Point Foundation has long provided financial aid for LGBTQ college students, helping them achieve their full academic potential regardless of economic circumstances. It is the largest organization of its kind in the U.S. For the 2022-2023 academic year, Point hopes to break its record by awarding more than 552 scholarships and grants. 

The foundation aims to tackle a lack of LGBTQ representation on a leadership level, resulting from LGBTQ youth not receiving the same educational opportunities as their peers. Many queer young people face the reality of being disowned by their families, who may refuse to pay for college. This, coupled with institutional discrimination, means many LGBTQ youths are financially unable to attend college. According to Point, when seeking financial help for higher education, 32% of LGBTQ respondents say their gender or sexuality was a factor in being denied services. Furthermore, out of the more than 2,000 annual applicants, 41% claimed to have delayed their educational pursuits due to the cost of education and lack of familial help.

Dolce & Gabbana has previously supported educational initiatives in collaboration with Humanitas University in Milan, Italy, providing financial help for selected MedTech students (a type of innovative Medicine degree.) In 2020, amid the pandemic, the brand helped fund a research project by the same university to better understand the immune system’s reaction to coronavirus.

The Dolce & Gabbana Point Scholarship isn’t the first time the brand has supported emerging fashion talent.

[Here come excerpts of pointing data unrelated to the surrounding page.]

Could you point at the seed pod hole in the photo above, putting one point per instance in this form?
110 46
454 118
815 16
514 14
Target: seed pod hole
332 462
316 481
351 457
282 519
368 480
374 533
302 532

For 2021’s Met Gala, the brand collaborated with Central Saint Martins graduate Harris Reed. They lent Reed use of their ateliers and, together, outfitted supermodel Iman in a larger-than-life ensemble, including a golden headdress. Then, at the beginning of this year, they supported CSM graduate Miss Sohee with the creation and staging of her new collection. This included providing materials from the brand’s archive and hosting the showcase at one of their venues as part of Milan Fashion Week in February.

Over the past few years, there has been an increase in scholarships and funds to diversify fashion, a traditionally white and upper-class field. Social media provided a channel for longstanding discourse addressing the industry’s classism, inaccessibility, and Eurocentricity, which came to a head in 2020 alongside a new wave of the Black Lives Matter movement. Since then, there has been an intensified drive to promote previously sidelined perspectives.